Seven years after emerging at the Edinburgh Fringe, the young British outfit is one of the most distinctive troupes in the world. They make staged cartoons of sorts, set to Lillian Henley’s silent movie style soundtracks. Illustrating Susan Andrade’s wicked poetic narratives, actors interact with Paul Barritt’s beguiling animations, walking on the spot as bustling backdrops whizz past, or lending their heads to animated bodies. It’s unfailingly delightful: simple, but witty and waggish.
Billed as an adaptation of Gustav Meyrink’s 1914 novel, “Golem” actually fashions a plot of its own. A gawky, bashful young menial, Robert Pattison (Shamira Turner), with an odor of “unwashed hair and mathematics,” gets his own clay-helper and, almost immediately, finds himself forging ahead of his peers.
This golem — a lumpen clay figurine seen in stop-motion — fights off Robert’s detractors, speeds through his work at the Binary Back Up Department and offers advice on everything from fashion to romance. Before long, Robert’s a better version of himself — promoted, well-dressed and coupled-up — and soon, everyone’s got themselves a golem. Cue an upgrade: Golem 2 — smaller, speedier and all the more insistent. “Move with the times,” the ads cry, “or you’ll be left behind.”
What remains of Meyrink’s novel is the sense of a city’s sprawl. This one slowly loses its flavor, as independent shops fall to vast chains (Go Mobile, Go Tees, Go Away) and scuzzy dive bars become shameless strip emporiums. As data dictates every life choice, ubiquity starts to rule and the city’s every shade of beige gets whitewashed by the monochrome yellow of Go Industries.
OK, it’s not the sort of satirical genius to spark a revolution, but Andrade skewers the details well with a delicious dottiness to boot. Robert uses a dating site that turns lovers into commodities, as consumerism sells you a lifestyle and preys on your insecurities.
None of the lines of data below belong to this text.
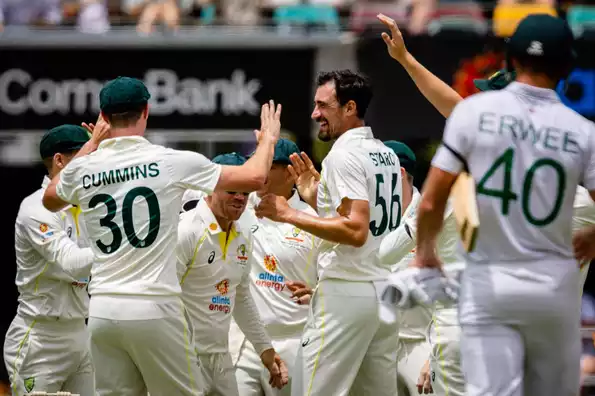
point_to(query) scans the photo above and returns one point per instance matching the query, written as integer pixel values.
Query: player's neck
(536, 80)
(407, 196)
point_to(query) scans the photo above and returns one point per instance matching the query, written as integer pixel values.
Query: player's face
(327, 112)
(278, 181)
(228, 204)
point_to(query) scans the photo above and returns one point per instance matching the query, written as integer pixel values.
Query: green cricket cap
(123, 94)
(406, 155)
(62, 139)
(497, 81)
(542, 36)
(283, 149)
(229, 159)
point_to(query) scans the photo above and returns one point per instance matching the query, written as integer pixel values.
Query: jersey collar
(206, 214)
(535, 92)
(353, 134)
(46, 182)
(122, 142)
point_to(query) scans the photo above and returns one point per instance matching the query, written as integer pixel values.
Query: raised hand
(279, 375)
(394, 43)
(270, 122)
(305, 177)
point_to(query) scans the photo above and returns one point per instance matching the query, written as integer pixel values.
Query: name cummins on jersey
(130, 193)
In opposition is Robert’s sister Annie (Esme Appleton), lead-singer of a punk band made up of misfits so meek they daren’t even ask one another out. (“This song,” they squeal, “will ruin your Christmas.”)
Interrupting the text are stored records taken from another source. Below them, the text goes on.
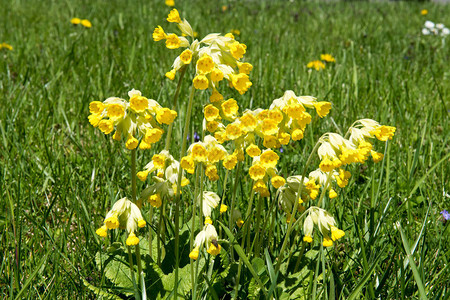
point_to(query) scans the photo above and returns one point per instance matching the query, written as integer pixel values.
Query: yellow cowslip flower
(277, 181)
(230, 162)
(211, 112)
(75, 21)
(245, 68)
(216, 75)
(186, 56)
(200, 82)
(223, 208)
(86, 23)
(240, 82)
(171, 74)
(155, 200)
(230, 108)
(322, 108)
(268, 159)
(316, 64)
(173, 41)
(205, 64)
(327, 58)
(165, 115)
(174, 16)
(159, 34)
(215, 96)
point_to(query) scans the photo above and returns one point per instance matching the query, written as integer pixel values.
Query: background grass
(59, 175)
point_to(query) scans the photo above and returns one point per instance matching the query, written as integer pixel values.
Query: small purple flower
(196, 137)
(445, 215)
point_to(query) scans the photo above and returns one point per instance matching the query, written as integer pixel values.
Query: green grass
(59, 175)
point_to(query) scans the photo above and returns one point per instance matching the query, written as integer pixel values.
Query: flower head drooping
(123, 214)
(136, 118)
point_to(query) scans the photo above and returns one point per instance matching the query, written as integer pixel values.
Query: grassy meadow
(59, 175)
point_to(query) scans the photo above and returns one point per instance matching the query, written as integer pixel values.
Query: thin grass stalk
(178, 194)
(174, 106)
(294, 209)
(233, 199)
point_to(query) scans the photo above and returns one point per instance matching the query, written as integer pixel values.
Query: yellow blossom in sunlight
(327, 58)
(75, 21)
(316, 64)
(86, 23)
(174, 16)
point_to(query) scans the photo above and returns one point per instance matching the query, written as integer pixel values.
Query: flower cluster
(138, 117)
(320, 64)
(326, 224)
(435, 29)
(165, 181)
(124, 215)
(216, 57)
(84, 22)
(335, 151)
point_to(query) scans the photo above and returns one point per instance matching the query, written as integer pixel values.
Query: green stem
(233, 198)
(294, 209)
(174, 107)
(178, 194)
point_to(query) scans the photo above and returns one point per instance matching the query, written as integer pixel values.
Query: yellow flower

Annie’s revolution comes to nothing — as befits a system malleable enough to offer dissent as another consumer choice — but Barritt clearly takes their side. His animations have the cut-and-paste coarseness of teenage fanzines. Transitions are slow though and, on top Andrade’s eye for a surreal tangent (a heartbroken French singer named Les Miserables, for instance), “Golem” can feel sluggish. Prescient they might be, but 1927 still haven’t mastered timing.